La derechista Lliga Regionalista de Cambó y Prat de la Riba mantuvo su hegemonía durante el primer tercio del siglo XX hasta verse adelantada por la izquierda al proclamarse la II República. A la Lliga le tocó abrir el surco a otras tendencias que fueron alejándose paulatinamente de su pensamiento conservador e incluso reaccionario –no se olvide que Prat propugnó el sufragio censitario frente al universal que se había establecido en España durante la Restauración–. De este modo fueron surgiendo diversas formaciones –Unió Federal Nacionalista Republicana, Acció Catalana, Federació Democrática Nacionalista, Estat Català, Bloc Republicà Autonomista, Partit Republicà Català, Esquerra Catalanista, Unió Catalanista– hasta la asunción por parte de la Esquerra Republicana de Macià y Companys del papel hegemónico en la izquierda catalanista en las elecciones de 1931.

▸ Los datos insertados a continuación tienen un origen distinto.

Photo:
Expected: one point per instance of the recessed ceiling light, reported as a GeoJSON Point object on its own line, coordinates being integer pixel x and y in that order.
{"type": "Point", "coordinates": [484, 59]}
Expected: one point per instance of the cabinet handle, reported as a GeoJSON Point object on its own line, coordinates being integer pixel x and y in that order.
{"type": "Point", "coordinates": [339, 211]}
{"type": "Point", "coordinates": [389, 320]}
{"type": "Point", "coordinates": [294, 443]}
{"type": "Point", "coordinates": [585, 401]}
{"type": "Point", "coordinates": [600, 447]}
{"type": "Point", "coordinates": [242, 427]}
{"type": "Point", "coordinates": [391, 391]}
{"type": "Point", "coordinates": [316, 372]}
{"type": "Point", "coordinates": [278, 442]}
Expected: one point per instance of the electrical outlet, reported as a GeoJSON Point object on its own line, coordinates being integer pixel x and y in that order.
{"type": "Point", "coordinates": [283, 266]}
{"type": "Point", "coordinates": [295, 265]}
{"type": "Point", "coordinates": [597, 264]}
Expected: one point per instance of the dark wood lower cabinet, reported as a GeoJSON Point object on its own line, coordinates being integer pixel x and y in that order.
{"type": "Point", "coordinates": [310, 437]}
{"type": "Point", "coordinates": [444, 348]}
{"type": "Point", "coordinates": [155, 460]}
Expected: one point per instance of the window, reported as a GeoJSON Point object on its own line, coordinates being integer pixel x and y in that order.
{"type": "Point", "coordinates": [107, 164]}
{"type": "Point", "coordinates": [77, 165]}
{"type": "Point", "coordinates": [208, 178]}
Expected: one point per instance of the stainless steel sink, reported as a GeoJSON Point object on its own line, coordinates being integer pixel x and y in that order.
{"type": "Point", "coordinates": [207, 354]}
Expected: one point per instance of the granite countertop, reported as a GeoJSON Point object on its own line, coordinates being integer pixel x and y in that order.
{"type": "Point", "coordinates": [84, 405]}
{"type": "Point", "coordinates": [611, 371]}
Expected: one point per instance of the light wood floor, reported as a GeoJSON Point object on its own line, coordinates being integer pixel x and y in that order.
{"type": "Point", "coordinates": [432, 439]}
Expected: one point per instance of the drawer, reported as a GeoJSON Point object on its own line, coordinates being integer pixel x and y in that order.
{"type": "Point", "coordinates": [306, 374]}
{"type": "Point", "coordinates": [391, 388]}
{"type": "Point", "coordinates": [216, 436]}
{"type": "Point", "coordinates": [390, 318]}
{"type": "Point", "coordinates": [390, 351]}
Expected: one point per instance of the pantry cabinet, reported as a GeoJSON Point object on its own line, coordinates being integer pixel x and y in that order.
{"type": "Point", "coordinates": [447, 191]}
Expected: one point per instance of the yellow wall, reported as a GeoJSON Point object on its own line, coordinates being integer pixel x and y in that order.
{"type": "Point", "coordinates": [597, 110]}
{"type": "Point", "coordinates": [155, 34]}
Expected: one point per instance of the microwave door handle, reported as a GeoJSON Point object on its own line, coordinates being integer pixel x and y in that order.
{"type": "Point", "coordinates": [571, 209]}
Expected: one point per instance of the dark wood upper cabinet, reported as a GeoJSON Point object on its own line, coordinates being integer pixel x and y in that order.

Por ejemplo, Domènec Martí i Julià, dirigente de la Unió Catalanista, explicó en una conferencia pronunciada en 1915:

"El socialismo viene a coincidir perfectísimamente con el principio nacionalista. (...) Henos aquí cómo dos corrientes que se creían opuestas, que se afirmaban antagonistas, son perfectamente coherentes, marchan juntas y aunque aparezcan diferenciadas son complementos de una misma cosa. Hemos de afirmar que Nacionalismo y Socialismo no son dos principios opuestos, sino que son dos principios perfectamente coherentes y necesarios el uno para el otro. El Nacionalismo es la forma más perfecta de la libertad política de los pueblos y el Socialismo es la forma más perfecta de la libertad de los pueblos económicamente. (...) El Nacionalismo sin el Socialismo es una aberración inmensísima; inversamente, el Socialismo sin el Nacionalismo, si se concreta sólo a defender el aspecto puramente económico de sus principios, si no sintiese otras aspiraciones que las puramente egoístas de la materialidad de la vida, sería bien poca cosa".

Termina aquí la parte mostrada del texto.